ES Document ID Field: You can specify the value of this field as the value of the ES document ID, which is topic+kafkaPartition+kafkaOffset by default.
Retain Non-JSON Data: If this option is enabled, KEY will be specified to assemble and deliver non-JSON data. If it is disabled, non-JSON data will be discarded.
KEY: When data in the source topic is not in JSON format, a key can be specified to assemble it in JSON format and deliver it to ES.
This option is only used for the connector to subscribe to the relational database and synchronize the data (creation, deletion, and updates) in the topic to ES. It identifies data creation, deletion, and updates in the database to ensure that the data of ES remains consistent with that of the source table.
Sync Mode: If you select field-by-field matching, you can customize the mapping relationship between message field names and target index fields. If you select default field matching, the mapping in the ES index will use the message key as the field name.
Target Index Type: You can create an index or select an index from existing ES indices.
Primary Key: You can specify the primary key of the database table as the value of the ES document ID.
Index Time: You can specify a field in the source data as the index time, which is the message delivery time by default.

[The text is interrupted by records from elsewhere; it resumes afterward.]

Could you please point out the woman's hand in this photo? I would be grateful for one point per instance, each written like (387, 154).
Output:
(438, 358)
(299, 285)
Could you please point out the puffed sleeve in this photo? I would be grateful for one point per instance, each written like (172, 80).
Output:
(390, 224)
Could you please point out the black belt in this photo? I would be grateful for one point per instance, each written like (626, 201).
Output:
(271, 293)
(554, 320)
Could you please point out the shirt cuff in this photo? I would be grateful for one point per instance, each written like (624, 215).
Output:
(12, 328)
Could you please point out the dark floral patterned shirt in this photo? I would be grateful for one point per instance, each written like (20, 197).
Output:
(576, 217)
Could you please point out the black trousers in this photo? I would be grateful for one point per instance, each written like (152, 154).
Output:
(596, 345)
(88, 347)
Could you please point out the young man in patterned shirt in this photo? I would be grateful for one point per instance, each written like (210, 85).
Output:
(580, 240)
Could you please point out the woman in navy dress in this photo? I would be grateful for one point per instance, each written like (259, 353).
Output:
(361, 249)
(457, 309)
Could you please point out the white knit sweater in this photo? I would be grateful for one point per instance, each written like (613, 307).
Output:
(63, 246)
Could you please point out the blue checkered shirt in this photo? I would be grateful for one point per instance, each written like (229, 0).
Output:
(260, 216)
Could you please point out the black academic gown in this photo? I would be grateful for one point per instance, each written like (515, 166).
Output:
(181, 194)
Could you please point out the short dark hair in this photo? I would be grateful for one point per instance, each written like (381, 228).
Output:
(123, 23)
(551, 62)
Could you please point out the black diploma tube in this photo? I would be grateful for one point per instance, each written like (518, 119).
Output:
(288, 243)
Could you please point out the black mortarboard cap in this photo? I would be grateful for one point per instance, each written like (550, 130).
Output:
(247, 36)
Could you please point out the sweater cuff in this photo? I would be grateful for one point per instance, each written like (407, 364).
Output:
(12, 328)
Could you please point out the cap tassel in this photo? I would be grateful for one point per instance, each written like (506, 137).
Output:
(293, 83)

2. Click Submit to complete task creation. On the Task List page, you can view the created data synchronization task. After the task is successfully created, the task will automatically start data synchronization according to the task settings, replicating data in real time.
Viewing the Data Synchronization Progress
1. On the Task List page, click the ID of the created task to go to the basic task information page.
2. At the top of the page, select the Synchronization Progress tab to view the progress and details of data synchronization.